A son réveil, le vent s'était levé. Rouvrant les yeux, il constata que de gros nuages noirs se rapprochaient rapidement; d'une minute à l'autre, ils allaient escamoter le soleil. Il bondit sur ses pieds, siffla son destrier, sella et brida rapidement puis sauta sur le dos de sa monture. Il n'avait aucune idée de l'endroit où il se trouvait - à vrai dire, il n'aurait pas même su dire s'il était à l'orient ou à l'occident du royaume, ou même déjà hors de ses frontières -, mais il ne s'en inquiétait guère: son cheval saurait retrouver le chemin du retour.
C'était un fort beau cheval, avec une robe grise semée de mouchetures brunes, une tête fine au profil concave et de grands yeux noirs qui semblaient bordés de khôl. Il n'était pas très grand, mais il avait une allure déliée et énergique; il était vif, affectueux et sans malice, et il n'avait peur de rien, sinon de l'orage.
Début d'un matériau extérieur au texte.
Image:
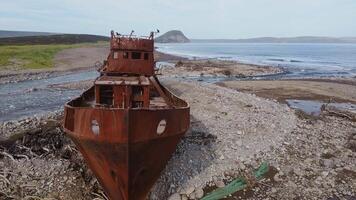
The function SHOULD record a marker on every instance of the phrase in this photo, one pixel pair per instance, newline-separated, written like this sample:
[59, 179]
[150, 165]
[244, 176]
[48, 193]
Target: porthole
[95, 127]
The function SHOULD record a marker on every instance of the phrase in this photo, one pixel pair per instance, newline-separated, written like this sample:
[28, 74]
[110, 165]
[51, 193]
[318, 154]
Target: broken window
[116, 55]
[146, 56]
[106, 95]
[136, 55]
[126, 55]
[137, 90]
[137, 104]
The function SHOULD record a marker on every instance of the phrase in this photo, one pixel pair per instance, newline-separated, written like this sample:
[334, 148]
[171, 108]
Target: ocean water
[300, 60]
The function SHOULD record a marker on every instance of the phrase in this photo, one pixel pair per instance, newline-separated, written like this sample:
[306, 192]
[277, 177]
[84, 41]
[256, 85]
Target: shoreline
[232, 131]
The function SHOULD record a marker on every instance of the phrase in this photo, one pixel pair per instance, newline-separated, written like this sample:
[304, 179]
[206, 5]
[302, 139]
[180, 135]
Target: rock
[328, 163]
[184, 197]
[174, 196]
[219, 183]
[199, 193]
[189, 190]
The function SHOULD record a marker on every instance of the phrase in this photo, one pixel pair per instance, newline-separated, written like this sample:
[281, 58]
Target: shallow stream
[28, 98]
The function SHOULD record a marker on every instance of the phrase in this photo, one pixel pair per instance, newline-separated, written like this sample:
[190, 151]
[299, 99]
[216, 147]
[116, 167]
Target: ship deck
[156, 100]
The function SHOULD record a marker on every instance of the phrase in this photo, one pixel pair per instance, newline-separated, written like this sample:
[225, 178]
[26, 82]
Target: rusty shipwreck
[127, 125]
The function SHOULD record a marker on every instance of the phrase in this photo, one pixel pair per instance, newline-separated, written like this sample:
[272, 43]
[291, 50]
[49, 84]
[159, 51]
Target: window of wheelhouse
[126, 55]
[116, 55]
[106, 95]
[136, 55]
[137, 97]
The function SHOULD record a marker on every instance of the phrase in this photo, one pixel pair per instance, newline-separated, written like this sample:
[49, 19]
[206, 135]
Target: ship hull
[126, 148]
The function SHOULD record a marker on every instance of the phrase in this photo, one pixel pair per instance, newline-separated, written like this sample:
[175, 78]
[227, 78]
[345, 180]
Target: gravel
[231, 133]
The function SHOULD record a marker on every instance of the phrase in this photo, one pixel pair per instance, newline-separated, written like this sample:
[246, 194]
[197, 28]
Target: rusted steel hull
[127, 155]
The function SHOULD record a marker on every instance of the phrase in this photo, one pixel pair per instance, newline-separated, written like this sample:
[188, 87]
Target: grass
[32, 56]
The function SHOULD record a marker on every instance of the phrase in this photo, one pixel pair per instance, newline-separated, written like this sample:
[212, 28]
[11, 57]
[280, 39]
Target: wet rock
[175, 196]
[219, 183]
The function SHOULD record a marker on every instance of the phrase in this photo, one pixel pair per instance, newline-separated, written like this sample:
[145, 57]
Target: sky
[203, 19]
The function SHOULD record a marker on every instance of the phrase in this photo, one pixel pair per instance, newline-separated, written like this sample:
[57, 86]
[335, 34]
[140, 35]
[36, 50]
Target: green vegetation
[30, 56]
[33, 56]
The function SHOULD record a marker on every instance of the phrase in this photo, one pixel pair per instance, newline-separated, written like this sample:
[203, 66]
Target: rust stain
[127, 125]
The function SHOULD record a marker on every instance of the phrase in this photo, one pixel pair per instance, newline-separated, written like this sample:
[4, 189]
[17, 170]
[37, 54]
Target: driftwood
[10, 140]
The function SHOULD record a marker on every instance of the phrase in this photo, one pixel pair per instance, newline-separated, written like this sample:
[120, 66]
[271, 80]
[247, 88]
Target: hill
[174, 36]
[53, 39]
[302, 39]
[5, 33]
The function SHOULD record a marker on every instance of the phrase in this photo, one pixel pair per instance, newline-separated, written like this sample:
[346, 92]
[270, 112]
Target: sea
[300, 60]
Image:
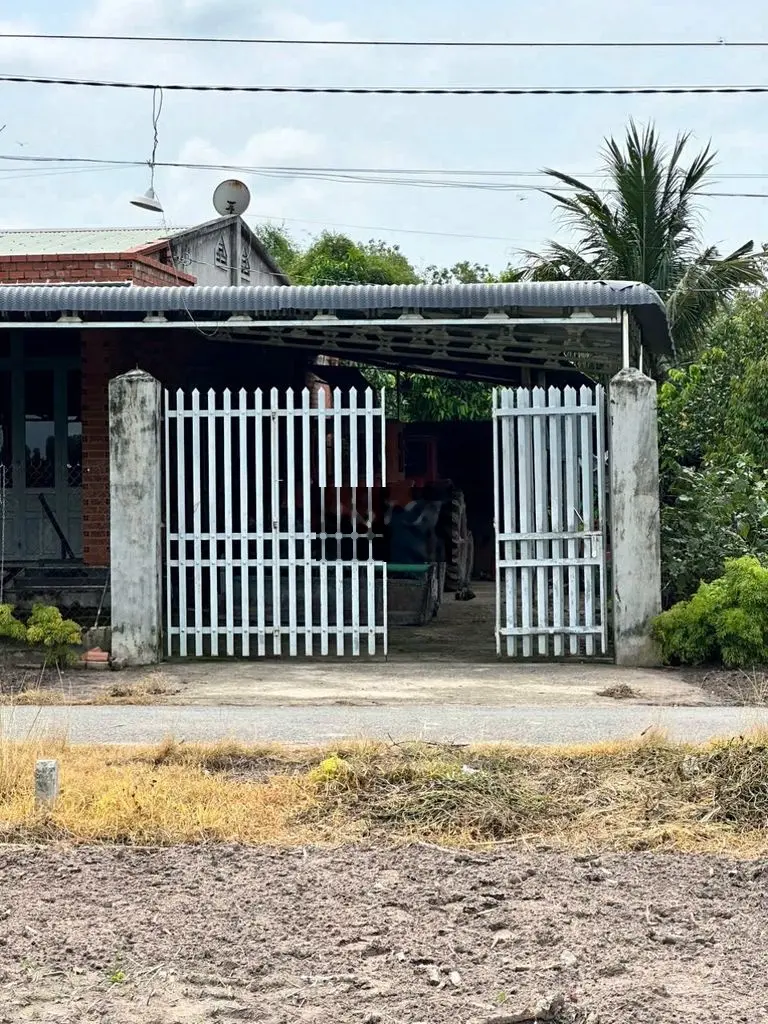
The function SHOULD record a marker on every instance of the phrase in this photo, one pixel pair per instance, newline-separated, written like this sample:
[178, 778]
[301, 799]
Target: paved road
[326, 724]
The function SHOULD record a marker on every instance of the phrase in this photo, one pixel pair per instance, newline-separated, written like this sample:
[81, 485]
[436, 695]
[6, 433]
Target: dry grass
[649, 795]
[155, 688]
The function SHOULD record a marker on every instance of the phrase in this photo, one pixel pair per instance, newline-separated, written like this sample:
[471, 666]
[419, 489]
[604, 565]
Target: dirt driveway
[186, 936]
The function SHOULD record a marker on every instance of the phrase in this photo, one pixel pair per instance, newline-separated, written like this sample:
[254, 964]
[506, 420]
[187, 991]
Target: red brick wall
[85, 267]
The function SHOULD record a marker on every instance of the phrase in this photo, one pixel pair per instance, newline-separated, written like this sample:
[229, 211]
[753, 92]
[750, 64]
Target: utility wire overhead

Ils redescendaient le sentier au petit trot, dans le bois qui semblait s'étendre à perte de vue. lI n'y eut aucun signe avant-coureur, pas un éclair de chaleur, ni même une première goutte de pluie. La foudre s'abattit juste à côté d'eux, sur un de ces arbres parfumés. Le cheval se cabra, le prince vida les étriers, partit en vol plané tandis que sa monture fusait dans un galop éperdu, puis il s'abattit au pied d'un hêtre, tête la première. Et tout devint noir.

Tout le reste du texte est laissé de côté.